Since its inception, community members have used the CHL as a source of support in areas that range from relationship difficulties to suicidal ideation. As part of the larger mental health safety net, the CHL also has strong ties to the Guam Fire Department, Victims Advocate Reaching Out (a domestic violence nonprofit), Adult Protective Services, and Adult Outpatient Services.

Prior to the pandemic, the CHL averaged 25 to 30 calls per month. As COVID-19 reached Guam in spring 2020, calls increased more than 1,100% as people sought additional information about the virus and support related to depression, anxiety, and suicidal ideation.

As calls to the hotline rose, GBHWC moved to a 24-hour format. It expanded its staff from on-shift nurses and trained volunteers to a cohort of around-the-clock “counselors” who could listen to concerns, provide information and support, and, if need be, connect callers to a telehealth appointment at the GBHWC. The hotline was advertised in newspaper articles, on the radio, and in the Governor’s COVID-19 briefings.

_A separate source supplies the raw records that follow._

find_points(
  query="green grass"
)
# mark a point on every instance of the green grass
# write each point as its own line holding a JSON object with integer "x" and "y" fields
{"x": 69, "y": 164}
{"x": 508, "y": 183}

On average, the CHL received 600-700 calls per month in 2020—more than 1,100 in June and July alone. In 2021, that average rose to more than 800 calls per month. Therese Arriola, Director of the GBHWC, attributed the high call volumes of 2021 to a variety of factors including additional stress from job loss, financial pressures, and fears of the delta variant infecting the vaccinated and those too young for the vaccine, as well as grief for those who had experienced a severe infection or died. As COVID-19 began to wane in 2022, so did calls to the CHL. By April 2022, calls had decreased to a steady 500 calls per month, with most of those calls related to feelings of isolation, anxiety, and depression.

Guam has fully integrated their local crisis hotline (671-647-8833) with the national suicide and crisis lifeline (988). As of July 16, people who call 988 from a Guam area code are serviced by local GBHWC Crisis Hotline employees.

During the Guam community’s darkest moments in this public health crisis, the Crisis Hotline cemented its position as a critical resource within the behavioral health landscape in Guam. As COVID-19 response efforts transition toward maintenance and integration with existing public health programming, this hotline and the Guam Behavioral Health and Wellness Center will continue to rise to meet the needs of those experiencing mental health crises in Guam.